A polícia australiana defendeu suas ações após confrontos violentos com manifestantes durante uma manifestação contra a visita do presidente israelense em Sydney na noite de segunda-feira, enquanto na Califórnia, um julgamento começou a examinar os efeitos na saúde mental do Instagram e do YouTube, com as plataformas acusadas de criar "máquinas de vício". Além disso, a União Europeia disse à Meta que ela violou suas regras ao bloquear chatbots de IA rivais do WhatsApp.
De acordo com a BBC World, a polícia em Sydney usou spray de pimenta e foi filmada atacando e socando manifestantes durante o comício. O Comissário de Polícia de NSW, Mal Lanyon, afirmou que os policiais demonstraram "notável contenção" e "fizeram o que precisavam fazer". A BBC informou que 27 pessoas foram presas, com nove posteriormente acusadas, e 10 policiais foram agredidos. Um membro do parlamento estadual estava entre aqueles que disseram ter se ferido nos confrontos.
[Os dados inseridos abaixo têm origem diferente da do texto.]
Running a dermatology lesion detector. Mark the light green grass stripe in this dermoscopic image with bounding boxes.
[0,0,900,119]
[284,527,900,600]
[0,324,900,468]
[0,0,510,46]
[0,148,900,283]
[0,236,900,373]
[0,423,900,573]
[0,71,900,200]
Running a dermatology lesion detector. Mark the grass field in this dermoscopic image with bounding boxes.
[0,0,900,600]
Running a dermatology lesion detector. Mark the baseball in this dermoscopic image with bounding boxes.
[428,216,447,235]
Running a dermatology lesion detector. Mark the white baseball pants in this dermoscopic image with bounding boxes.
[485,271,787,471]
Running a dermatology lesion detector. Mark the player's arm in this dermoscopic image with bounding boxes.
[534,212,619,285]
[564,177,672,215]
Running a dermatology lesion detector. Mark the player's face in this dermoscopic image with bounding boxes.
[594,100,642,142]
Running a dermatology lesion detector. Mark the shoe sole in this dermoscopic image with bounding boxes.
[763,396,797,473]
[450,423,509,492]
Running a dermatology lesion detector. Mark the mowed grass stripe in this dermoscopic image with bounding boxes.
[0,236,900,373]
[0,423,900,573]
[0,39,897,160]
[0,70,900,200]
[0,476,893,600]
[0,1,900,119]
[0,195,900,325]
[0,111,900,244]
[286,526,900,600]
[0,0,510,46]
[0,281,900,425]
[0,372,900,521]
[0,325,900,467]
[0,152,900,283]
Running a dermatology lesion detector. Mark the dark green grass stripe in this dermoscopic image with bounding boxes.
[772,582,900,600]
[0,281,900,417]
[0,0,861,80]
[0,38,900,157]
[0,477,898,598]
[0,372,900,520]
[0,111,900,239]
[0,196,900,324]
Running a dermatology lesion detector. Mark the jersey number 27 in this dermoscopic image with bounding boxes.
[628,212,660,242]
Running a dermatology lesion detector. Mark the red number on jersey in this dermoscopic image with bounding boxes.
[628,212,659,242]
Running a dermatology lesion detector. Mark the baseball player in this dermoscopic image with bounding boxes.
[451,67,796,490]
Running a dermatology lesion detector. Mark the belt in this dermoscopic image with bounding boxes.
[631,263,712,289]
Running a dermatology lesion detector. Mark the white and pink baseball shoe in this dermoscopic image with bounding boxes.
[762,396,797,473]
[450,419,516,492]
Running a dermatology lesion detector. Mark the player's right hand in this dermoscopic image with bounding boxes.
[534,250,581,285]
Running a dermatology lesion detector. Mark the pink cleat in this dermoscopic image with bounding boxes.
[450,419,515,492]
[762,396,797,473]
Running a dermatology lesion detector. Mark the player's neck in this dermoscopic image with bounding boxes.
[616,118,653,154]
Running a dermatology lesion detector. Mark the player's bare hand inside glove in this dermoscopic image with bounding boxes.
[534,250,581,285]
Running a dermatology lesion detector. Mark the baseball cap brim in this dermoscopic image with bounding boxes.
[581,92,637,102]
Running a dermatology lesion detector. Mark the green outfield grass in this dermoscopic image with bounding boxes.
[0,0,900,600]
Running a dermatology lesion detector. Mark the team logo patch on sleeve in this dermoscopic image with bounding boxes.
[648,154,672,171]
Enquanto isso, em Los Angeles, começou um julgamento onde as maiores empresas de mídia social do mundo, Meta (proprietária do Instagram) e YouTube, são acusadas de criar "máquinas de vício", conforme relatado pela BBC Technology e BBC Business. Mark Lanier, representando a autora "K.G.M.", argumentou que ela sofreu de problemas de saúde mental devido ao seu vício em mídia social. "Essas empresas construíram máquinas projetadas para viciar os cérebros das crianças, e o fizeram de propósito", disse Lanier. Os advogados da Meta e do YouTube argumentaram que o vício de K.G.M. decorria de outros problemas.
Além disso, a UE disse à Meta que ela violou suas regras ao bloquear os chatbots de empresas de IA rivais do WhatsApp, de acordo com a BBC Technology. A Comissão Europeia afirmou que o WhatsApp era um "ponto de entrada importante" para chatbots de IA como o ChatGPT para alcançar as pessoas e alegou que a Meta estava abusando de sua posição dominante ao bloqueá-los. A Meta alterou o aplicativo de mensagens em 15 de janeiro e, desde então, apenas seu assistente de IA, Meta AI, pode acessá-lo. Um porta-voz da Meta disse à BBC que a UE "não tinha motivos" para intervir e alegou que havia presumido "incorretamente" que o WhatsApp Business era uma forma fundamental de as pessoas usarem chatbots. "Devemos proteger a concorrência efetiva neste vibrante fi", disse o porta-voz.